Ollantaytambo is a hill top fortress that involves thousands upon thousands of stones, some weighing many tons and intricately carved, positioned up a hillside with an extensive terraced entrance
Was this some of the “Great Things” the Lord told Nephi about? (1 Nephi 18:3).
Between Ollantaytambo and Tiahuanaco, lies another example of these engineering geniuses, that of Sacsayhuaman above Cuzco. It rests on an artificially leveled mountaintop at an altitude of 12,000 feet and consists of three outer lines of gargantuan walls, 1,500 feet long and 54’ wide, surrounding a paved area containing a circular stone structure believed to be a solar calendar. The ruins also include a 50,000-gallon water reservoir, storage cisterns, ramps, citadels and underground chambers. But what is truly remarkable about this fortress is the stonework.
Here extremely skilled stonemasons fitted blocks weighing from fifty to three hundred tons into intricate patterns. A block in one of the outer walls, for example, has faces cut to fit perfectly with twelve other blocks. In addition, other blocks were cut with as many as ten, twelve, and even thirty-six sides. Yet all the blocks fit together so precisely that a mechanic’s thickness gauge could not be inserted between them.
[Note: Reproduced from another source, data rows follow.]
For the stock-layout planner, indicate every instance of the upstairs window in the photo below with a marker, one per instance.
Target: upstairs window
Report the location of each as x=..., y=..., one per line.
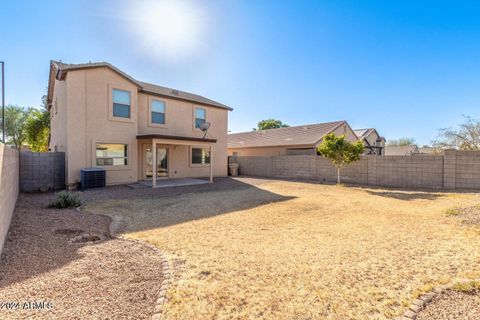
x=200, y=155
x=111, y=154
x=121, y=103
x=200, y=117
x=158, y=111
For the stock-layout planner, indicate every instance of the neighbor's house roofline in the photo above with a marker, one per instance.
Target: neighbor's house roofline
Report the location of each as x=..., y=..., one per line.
x=306, y=135
x=362, y=134
x=59, y=70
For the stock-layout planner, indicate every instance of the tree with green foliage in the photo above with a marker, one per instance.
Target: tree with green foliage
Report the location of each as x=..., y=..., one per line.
x=401, y=142
x=466, y=137
x=15, y=125
x=340, y=151
x=270, y=124
x=38, y=128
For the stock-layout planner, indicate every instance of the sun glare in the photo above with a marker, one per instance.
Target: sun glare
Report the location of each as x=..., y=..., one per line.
x=170, y=30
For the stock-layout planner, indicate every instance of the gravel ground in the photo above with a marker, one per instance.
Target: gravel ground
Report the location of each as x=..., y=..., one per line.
x=470, y=215
x=111, y=279
x=452, y=305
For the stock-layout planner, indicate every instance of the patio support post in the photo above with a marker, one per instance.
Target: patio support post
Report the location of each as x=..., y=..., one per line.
x=211, y=163
x=154, y=163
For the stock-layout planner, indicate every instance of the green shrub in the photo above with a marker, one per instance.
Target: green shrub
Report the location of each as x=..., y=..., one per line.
x=453, y=212
x=65, y=199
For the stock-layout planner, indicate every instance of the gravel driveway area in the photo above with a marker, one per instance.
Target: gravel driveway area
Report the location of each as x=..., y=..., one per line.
x=110, y=279
x=452, y=305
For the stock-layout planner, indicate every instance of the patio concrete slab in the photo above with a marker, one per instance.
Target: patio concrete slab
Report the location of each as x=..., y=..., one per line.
x=165, y=183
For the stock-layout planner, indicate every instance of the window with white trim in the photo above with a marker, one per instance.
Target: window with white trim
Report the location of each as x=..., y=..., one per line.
x=111, y=154
x=200, y=155
x=200, y=117
x=157, y=109
x=121, y=103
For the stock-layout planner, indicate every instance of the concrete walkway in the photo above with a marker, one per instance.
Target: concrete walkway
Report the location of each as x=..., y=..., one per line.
x=164, y=183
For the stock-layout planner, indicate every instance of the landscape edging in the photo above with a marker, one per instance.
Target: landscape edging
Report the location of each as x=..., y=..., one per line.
x=166, y=272
x=423, y=300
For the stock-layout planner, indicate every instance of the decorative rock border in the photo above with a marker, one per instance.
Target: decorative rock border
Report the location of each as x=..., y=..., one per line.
x=421, y=302
x=166, y=277
x=166, y=271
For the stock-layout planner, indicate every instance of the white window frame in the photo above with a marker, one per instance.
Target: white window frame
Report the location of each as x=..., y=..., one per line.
x=133, y=99
x=112, y=167
x=152, y=124
x=199, y=164
x=195, y=116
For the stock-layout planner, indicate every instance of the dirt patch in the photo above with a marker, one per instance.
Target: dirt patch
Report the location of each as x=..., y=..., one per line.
x=292, y=250
x=469, y=215
x=106, y=279
x=452, y=305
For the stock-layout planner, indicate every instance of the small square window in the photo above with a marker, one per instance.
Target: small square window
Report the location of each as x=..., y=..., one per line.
x=121, y=103
x=158, y=111
x=200, y=117
x=200, y=156
x=111, y=154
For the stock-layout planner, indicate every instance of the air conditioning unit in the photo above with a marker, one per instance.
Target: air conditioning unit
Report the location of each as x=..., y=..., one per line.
x=92, y=178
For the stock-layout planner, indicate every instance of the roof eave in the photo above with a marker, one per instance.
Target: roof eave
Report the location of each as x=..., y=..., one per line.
x=187, y=100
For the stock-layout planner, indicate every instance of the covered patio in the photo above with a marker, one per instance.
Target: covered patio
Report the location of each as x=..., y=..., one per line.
x=173, y=160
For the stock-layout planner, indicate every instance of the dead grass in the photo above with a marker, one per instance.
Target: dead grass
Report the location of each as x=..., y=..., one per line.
x=288, y=250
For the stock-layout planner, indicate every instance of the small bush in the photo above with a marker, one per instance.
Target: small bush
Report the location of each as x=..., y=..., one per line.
x=453, y=212
x=65, y=199
x=467, y=286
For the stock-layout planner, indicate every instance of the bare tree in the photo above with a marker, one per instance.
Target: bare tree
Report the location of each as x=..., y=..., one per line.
x=466, y=137
x=401, y=142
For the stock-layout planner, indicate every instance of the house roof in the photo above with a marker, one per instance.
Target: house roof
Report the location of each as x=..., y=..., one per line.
x=289, y=136
x=180, y=138
x=363, y=133
x=59, y=70
x=401, y=150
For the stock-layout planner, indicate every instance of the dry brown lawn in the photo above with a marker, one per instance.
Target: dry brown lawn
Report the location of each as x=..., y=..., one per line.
x=292, y=250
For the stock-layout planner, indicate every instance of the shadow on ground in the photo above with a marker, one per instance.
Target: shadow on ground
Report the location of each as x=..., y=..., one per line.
x=172, y=206
x=38, y=238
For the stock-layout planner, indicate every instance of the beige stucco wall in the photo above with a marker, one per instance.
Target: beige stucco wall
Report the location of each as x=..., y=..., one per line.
x=262, y=151
x=89, y=121
x=9, y=184
x=179, y=118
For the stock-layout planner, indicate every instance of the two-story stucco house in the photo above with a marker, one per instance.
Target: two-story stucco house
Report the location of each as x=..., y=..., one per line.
x=102, y=117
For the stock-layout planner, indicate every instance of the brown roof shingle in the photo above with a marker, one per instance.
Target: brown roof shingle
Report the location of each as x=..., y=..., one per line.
x=401, y=150
x=289, y=136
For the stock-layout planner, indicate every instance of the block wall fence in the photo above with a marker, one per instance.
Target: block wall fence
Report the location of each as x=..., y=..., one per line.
x=9, y=174
x=42, y=171
x=452, y=170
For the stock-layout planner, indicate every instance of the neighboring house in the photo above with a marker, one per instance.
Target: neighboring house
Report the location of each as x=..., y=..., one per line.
x=401, y=150
x=430, y=151
x=299, y=140
x=102, y=117
x=373, y=142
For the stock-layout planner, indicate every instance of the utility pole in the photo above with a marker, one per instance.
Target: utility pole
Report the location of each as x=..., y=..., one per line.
x=3, y=101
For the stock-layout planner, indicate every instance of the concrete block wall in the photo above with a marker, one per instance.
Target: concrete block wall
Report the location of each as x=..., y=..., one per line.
x=410, y=171
x=9, y=186
x=293, y=166
x=42, y=171
x=453, y=170
x=467, y=169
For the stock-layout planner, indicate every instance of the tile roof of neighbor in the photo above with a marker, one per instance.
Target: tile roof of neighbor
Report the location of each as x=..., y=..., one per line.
x=289, y=136
x=401, y=150
x=144, y=86
x=362, y=133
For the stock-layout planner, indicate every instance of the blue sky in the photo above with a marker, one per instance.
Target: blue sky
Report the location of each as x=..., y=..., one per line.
x=406, y=68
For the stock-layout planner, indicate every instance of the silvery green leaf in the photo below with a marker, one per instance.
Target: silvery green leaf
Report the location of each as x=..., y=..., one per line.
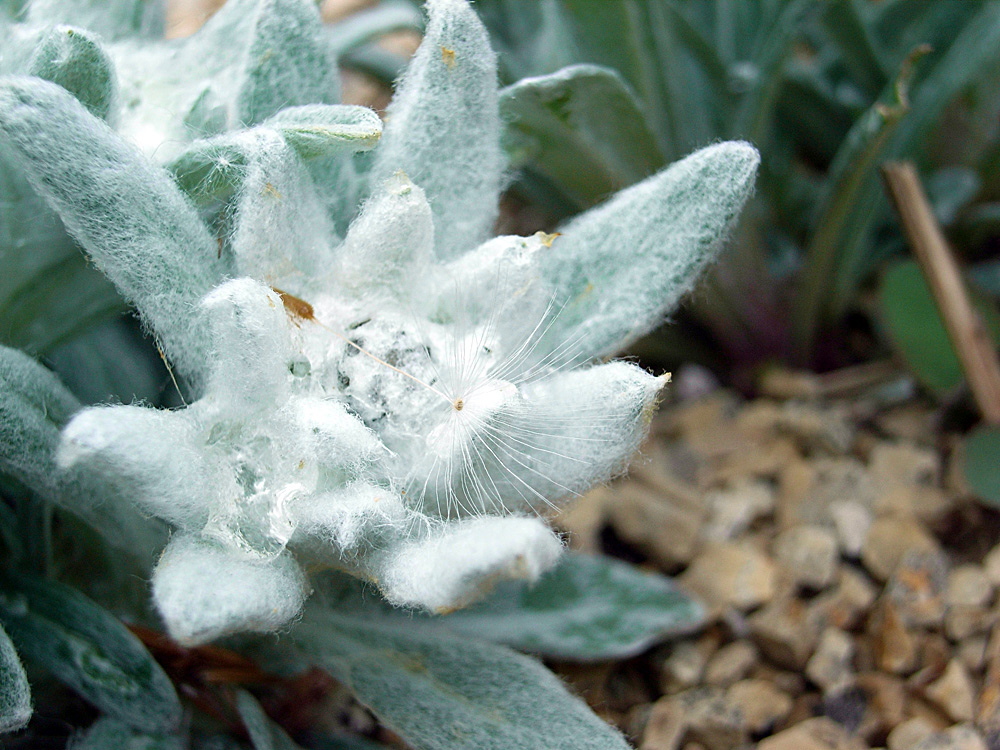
x=48, y=290
x=108, y=732
x=88, y=649
x=371, y=23
x=33, y=406
x=113, y=362
x=441, y=693
x=281, y=231
x=110, y=19
x=588, y=608
x=581, y=128
x=624, y=265
x=134, y=222
x=315, y=130
x=443, y=127
x=75, y=60
x=15, y=693
x=264, y=733
x=212, y=167
x=287, y=62
x=205, y=590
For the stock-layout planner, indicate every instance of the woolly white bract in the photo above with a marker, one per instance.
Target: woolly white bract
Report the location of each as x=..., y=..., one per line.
x=400, y=402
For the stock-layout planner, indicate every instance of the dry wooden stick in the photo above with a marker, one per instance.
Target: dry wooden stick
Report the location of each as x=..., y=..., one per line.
x=965, y=328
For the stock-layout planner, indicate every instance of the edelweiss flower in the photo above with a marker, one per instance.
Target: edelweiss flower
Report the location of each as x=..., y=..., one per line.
x=401, y=403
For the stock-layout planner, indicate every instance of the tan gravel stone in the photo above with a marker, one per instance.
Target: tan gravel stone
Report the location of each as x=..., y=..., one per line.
x=963, y=621
x=972, y=652
x=908, y=734
x=968, y=585
x=731, y=575
x=808, y=555
x=830, y=666
x=686, y=664
x=665, y=727
x=851, y=520
x=904, y=464
x=731, y=663
x=784, y=633
x=733, y=510
x=711, y=720
x=808, y=489
x=962, y=737
x=813, y=734
x=844, y=606
x=953, y=692
x=917, y=589
x=761, y=704
x=889, y=540
x=665, y=525
x=894, y=645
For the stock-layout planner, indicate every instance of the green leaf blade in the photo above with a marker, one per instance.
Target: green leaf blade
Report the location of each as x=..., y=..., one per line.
x=15, y=693
x=917, y=331
x=588, y=609
x=582, y=128
x=982, y=463
x=443, y=692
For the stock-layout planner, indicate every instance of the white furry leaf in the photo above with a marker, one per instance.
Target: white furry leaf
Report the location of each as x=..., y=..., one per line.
x=462, y=560
x=589, y=608
x=625, y=264
x=108, y=732
x=134, y=222
x=582, y=128
x=204, y=590
x=33, y=406
x=111, y=19
x=443, y=127
x=287, y=61
x=441, y=694
x=75, y=60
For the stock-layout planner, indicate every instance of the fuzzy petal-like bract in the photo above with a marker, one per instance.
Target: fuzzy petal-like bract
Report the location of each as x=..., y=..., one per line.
x=622, y=266
x=127, y=214
x=443, y=127
x=204, y=591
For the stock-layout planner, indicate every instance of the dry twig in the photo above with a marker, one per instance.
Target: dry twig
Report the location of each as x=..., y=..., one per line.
x=965, y=328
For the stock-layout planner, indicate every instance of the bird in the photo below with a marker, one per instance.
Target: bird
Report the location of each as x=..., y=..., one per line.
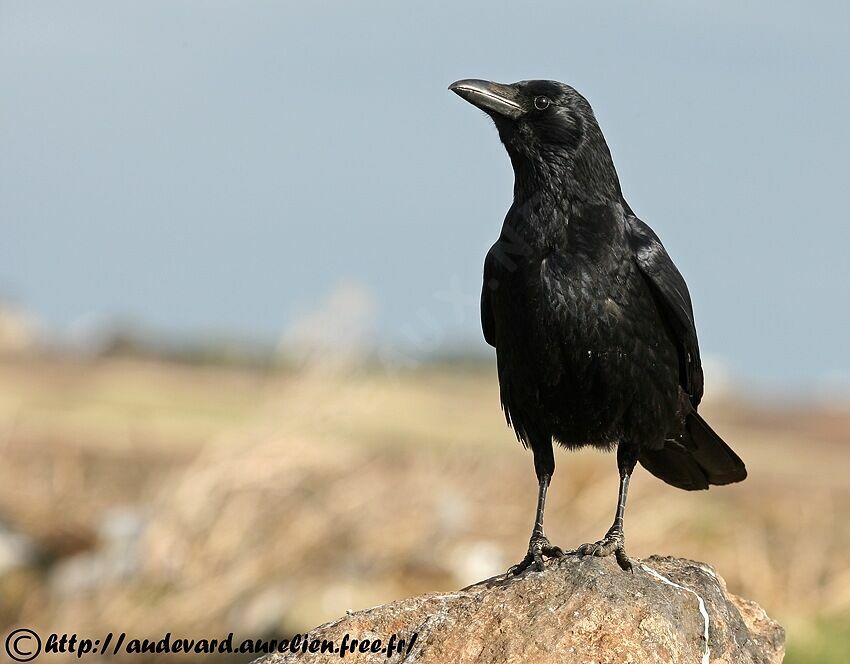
x=591, y=320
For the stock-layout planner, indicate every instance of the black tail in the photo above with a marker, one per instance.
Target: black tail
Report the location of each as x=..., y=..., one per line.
x=696, y=459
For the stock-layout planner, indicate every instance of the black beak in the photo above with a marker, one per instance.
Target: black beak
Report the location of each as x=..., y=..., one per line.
x=492, y=98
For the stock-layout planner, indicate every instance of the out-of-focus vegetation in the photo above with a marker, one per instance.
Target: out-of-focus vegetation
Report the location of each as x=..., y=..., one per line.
x=147, y=496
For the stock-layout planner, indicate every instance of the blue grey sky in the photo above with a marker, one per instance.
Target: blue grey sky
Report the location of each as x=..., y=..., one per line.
x=220, y=167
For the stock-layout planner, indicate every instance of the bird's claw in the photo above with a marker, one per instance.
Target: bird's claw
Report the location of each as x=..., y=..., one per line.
x=538, y=547
x=613, y=542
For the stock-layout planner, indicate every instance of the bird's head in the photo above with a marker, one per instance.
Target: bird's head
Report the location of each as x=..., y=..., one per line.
x=550, y=133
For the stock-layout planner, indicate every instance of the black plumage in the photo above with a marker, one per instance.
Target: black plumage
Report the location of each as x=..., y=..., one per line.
x=592, y=322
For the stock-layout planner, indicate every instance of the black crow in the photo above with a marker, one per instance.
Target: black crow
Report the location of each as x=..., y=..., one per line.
x=591, y=321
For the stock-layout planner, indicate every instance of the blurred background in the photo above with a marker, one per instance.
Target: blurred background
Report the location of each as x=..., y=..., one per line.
x=242, y=383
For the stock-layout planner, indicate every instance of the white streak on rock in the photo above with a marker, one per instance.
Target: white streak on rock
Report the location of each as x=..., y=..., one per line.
x=706, y=654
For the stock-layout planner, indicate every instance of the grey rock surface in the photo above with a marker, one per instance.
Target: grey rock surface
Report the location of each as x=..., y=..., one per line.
x=577, y=610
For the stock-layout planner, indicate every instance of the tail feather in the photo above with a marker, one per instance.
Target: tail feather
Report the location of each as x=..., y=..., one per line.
x=696, y=460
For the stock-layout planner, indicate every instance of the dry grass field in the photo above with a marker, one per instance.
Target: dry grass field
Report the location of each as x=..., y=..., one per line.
x=147, y=497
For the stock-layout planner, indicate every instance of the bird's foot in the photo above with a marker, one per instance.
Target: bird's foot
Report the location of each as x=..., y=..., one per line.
x=538, y=547
x=613, y=542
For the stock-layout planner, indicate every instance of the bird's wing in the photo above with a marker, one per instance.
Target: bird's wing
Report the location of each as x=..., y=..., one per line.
x=488, y=323
x=671, y=294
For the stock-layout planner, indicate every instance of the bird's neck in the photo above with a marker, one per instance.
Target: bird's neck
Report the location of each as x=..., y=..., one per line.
x=586, y=176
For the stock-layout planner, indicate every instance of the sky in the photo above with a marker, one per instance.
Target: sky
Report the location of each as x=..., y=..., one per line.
x=207, y=167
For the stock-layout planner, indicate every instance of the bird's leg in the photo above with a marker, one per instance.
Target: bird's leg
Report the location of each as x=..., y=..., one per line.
x=539, y=545
x=615, y=540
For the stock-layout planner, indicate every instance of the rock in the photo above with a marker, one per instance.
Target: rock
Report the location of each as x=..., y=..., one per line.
x=578, y=610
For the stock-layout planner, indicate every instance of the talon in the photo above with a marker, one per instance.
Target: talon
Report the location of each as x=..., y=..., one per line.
x=613, y=543
x=538, y=547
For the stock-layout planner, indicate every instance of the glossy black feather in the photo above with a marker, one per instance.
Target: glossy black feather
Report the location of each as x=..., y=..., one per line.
x=591, y=320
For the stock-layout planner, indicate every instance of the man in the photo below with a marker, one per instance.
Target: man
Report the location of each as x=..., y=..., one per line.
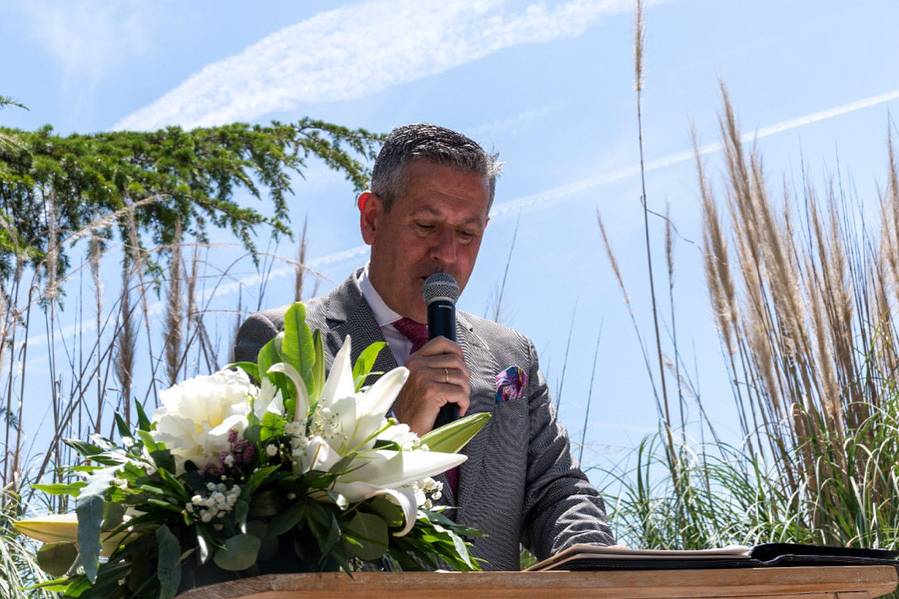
x=426, y=212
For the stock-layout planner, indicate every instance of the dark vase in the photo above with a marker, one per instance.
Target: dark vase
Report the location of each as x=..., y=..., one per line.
x=284, y=560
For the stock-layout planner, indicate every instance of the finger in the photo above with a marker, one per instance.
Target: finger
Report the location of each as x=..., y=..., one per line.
x=440, y=345
x=449, y=393
x=441, y=361
x=449, y=376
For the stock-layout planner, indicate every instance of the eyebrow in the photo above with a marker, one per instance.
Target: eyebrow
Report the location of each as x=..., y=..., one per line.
x=475, y=220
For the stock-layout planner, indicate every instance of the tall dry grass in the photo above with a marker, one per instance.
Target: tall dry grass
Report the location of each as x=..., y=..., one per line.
x=803, y=288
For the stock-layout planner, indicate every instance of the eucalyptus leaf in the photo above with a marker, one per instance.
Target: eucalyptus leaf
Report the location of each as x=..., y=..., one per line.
x=452, y=437
x=267, y=356
x=143, y=423
x=168, y=565
x=239, y=553
x=90, y=516
x=72, y=489
x=250, y=368
x=57, y=558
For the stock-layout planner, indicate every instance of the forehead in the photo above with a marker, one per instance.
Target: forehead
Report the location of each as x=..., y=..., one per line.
x=442, y=189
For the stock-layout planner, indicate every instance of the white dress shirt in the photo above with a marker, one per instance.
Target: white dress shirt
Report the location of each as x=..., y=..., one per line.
x=384, y=316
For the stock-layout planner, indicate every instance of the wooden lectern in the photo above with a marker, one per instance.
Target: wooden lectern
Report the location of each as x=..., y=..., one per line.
x=841, y=582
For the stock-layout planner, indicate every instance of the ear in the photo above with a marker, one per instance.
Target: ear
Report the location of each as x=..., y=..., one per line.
x=370, y=207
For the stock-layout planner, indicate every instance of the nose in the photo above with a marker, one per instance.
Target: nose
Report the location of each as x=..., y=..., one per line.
x=444, y=249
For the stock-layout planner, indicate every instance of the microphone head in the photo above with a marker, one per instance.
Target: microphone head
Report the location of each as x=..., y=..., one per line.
x=440, y=286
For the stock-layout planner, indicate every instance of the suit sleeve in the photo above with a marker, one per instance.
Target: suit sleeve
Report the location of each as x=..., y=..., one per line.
x=561, y=507
x=255, y=332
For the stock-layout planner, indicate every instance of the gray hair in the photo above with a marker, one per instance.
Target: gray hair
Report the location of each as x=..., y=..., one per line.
x=424, y=141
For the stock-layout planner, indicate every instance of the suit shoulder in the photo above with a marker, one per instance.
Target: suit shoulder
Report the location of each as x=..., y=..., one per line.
x=498, y=336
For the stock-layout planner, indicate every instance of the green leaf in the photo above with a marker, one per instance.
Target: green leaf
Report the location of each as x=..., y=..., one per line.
x=452, y=437
x=90, y=516
x=149, y=443
x=56, y=558
x=318, y=368
x=370, y=533
x=72, y=489
x=168, y=564
x=298, y=349
x=265, y=505
x=240, y=552
x=286, y=519
x=252, y=433
x=249, y=367
x=163, y=459
x=113, y=515
x=267, y=356
x=203, y=546
x=365, y=362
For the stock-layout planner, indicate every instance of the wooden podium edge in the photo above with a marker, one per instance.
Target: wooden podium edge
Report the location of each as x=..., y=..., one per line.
x=821, y=581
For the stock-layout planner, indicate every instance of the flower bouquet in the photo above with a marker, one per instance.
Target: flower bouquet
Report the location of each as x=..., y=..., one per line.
x=264, y=467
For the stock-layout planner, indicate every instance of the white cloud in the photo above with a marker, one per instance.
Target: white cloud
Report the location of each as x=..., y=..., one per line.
x=355, y=51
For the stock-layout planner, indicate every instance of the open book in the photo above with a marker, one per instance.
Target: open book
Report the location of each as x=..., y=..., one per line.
x=620, y=557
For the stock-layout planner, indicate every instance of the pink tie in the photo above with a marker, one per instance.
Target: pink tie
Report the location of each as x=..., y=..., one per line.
x=417, y=333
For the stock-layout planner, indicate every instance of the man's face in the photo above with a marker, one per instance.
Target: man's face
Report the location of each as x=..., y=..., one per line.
x=436, y=225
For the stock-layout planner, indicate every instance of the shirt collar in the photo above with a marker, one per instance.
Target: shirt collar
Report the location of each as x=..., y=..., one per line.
x=383, y=314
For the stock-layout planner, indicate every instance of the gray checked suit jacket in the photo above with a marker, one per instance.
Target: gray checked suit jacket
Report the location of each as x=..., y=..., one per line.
x=520, y=483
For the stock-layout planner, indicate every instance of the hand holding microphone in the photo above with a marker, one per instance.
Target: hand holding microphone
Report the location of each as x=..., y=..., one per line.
x=437, y=390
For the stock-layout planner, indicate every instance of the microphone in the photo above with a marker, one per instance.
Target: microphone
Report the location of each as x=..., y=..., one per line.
x=440, y=294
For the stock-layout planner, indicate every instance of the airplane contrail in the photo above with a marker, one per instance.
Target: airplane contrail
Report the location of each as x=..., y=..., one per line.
x=541, y=199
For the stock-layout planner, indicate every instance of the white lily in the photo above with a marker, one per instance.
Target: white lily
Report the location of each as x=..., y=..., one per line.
x=352, y=422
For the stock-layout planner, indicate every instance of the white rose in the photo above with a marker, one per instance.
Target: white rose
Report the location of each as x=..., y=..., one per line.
x=197, y=415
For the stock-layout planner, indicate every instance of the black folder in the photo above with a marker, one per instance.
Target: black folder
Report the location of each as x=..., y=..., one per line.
x=593, y=557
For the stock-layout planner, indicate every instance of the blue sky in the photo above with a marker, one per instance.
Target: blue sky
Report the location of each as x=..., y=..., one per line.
x=549, y=85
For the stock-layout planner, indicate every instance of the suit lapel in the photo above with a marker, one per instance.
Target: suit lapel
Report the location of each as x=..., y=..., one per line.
x=348, y=313
x=483, y=372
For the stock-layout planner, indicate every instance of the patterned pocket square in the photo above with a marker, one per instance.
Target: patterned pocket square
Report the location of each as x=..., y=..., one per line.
x=511, y=384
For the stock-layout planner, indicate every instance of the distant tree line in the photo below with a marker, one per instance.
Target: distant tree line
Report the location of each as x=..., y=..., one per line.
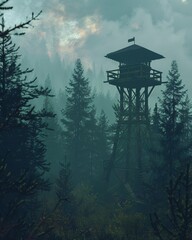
x=53, y=169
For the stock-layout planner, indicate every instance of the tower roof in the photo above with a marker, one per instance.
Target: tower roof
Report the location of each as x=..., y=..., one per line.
x=134, y=54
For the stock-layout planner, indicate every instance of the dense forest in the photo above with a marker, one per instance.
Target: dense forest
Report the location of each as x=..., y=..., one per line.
x=56, y=177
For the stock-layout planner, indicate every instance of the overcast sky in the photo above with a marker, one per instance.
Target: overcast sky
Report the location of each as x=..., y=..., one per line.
x=89, y=29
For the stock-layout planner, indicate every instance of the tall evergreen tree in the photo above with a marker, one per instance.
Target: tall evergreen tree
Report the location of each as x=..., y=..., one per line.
x=171, y=120
x=77, y=115
x=21, y=147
The stonework of this pre-historical people dating into the B.C. period is remarkable, with these intricate cuts and fittings, and with such unusual patterns and joints
Modern historians can claim this was built by the Inca all they want, but when the Spanish arrived, the Inca had no idea who built Sacsayhuaman, nor when or how it was built, even though modern historians claim it was built within 100 years of the conquest. In addition, the magnificent fortress is not mentioned, nor does it figure into any of the Inca legends. And lastly, the Inca had no knowledge of higher mathematics, no written language, no iron tools, and did not even use the wheel, yet modern historians want to claim they built Sacsayhuaman and other sites around the Sacred Valley. The truth of the matter is, all these sites were built by others, dating back into B.C. times, and when the Inca arrived on the spot, they simply moved into these buildings and occupied them.
It is interesting that when the Lord wanted to help man for his own purposes, he told Noah exactly how to build his Ark, even to the overall dimensions; when he wanted the Brother of Jared to build eight barges, he told him exactly how to do so; when the Lord wanted a temple built to him, he gave Israel the overall dimensions, the interior design, and what and how things were to be displayed within it; when the Lord wanted Nephi to build a ship, he told him exactly how to construct it, which was not after the manner of men, but entirely different. Let us not forget that the Lord has been intricately involved in numerous building efforts through the centuries, and in giving man knowledge of how to build, create, and accomplish certain things—certainly, when he had Nephi up on the mountain, not only did he instruct Nephi, who went to the mount often, on how to build his ship, but also instructed him on many “great things” (1 Nephi 18:3).